The next few slides will include studies that help tell the story of where AI has been and where it can lead us in the future.
Clinically applicable deep learning for diagnosis and referral in retinal disease
De Fauw et al. Clinically applicable deep learning for diagnosis and referral in retinal disease. Nat Med. 2018 Sep;24(9):1342-1350. The take home learning from this paper is that past optical coherence tomography (OCT) studies used small data sets and did not include multiple pathologies to teach and evaluate systems. This study uses a small data set that was manually segmented and then fed into a NN to achieve 1) a deep segmentation network created a detailed device-independent tissue-segmentation map and 2) A deep classification network analyses this segmentation map and provides diagnoses and referral suggestions. The end result is a system that can classify 3D volumetric OCT data and then recommend follow up on par with retina specialists and retina trained ODs.

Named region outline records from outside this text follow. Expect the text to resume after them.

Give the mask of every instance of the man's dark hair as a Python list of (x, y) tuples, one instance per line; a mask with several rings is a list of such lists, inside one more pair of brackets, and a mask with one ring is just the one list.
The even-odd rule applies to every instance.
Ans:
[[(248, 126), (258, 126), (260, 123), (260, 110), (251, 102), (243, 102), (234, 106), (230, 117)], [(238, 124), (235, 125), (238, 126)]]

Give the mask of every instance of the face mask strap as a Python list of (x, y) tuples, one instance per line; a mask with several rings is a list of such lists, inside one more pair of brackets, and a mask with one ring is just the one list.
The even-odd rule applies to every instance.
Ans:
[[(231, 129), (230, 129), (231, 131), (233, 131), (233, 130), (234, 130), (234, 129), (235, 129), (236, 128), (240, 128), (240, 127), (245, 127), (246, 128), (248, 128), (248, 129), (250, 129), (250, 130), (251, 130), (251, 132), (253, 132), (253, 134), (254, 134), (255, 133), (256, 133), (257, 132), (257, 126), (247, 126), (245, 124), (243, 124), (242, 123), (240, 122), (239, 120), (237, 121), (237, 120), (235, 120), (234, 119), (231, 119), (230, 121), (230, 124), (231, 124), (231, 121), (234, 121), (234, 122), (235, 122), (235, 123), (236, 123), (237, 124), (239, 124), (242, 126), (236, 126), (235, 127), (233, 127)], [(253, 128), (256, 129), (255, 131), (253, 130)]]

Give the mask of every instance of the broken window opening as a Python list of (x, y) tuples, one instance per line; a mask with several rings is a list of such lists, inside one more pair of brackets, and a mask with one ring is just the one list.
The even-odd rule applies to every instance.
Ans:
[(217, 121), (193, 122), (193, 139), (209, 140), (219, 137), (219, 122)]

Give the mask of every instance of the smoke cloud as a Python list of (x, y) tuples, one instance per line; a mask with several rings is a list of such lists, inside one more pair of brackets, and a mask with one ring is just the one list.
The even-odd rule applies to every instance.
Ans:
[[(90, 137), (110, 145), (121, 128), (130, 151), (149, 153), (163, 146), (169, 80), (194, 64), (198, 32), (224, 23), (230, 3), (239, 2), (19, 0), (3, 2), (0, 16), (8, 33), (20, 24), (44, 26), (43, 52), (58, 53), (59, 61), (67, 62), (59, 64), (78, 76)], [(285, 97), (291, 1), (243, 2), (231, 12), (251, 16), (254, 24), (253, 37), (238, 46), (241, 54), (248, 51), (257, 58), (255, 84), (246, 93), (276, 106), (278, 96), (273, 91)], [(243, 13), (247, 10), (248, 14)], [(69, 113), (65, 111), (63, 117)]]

One point on what the gold standard was for the teaching set diagnoses…the data set was made even more powerful by the researchers looking up the final diagnosis that was eventually reached and then using that for teaching the system (in other words, the system was taught in a rigorous manner by making the first images predictive of what the ultimate diagnosis was as patient traveled through the system to the specialists).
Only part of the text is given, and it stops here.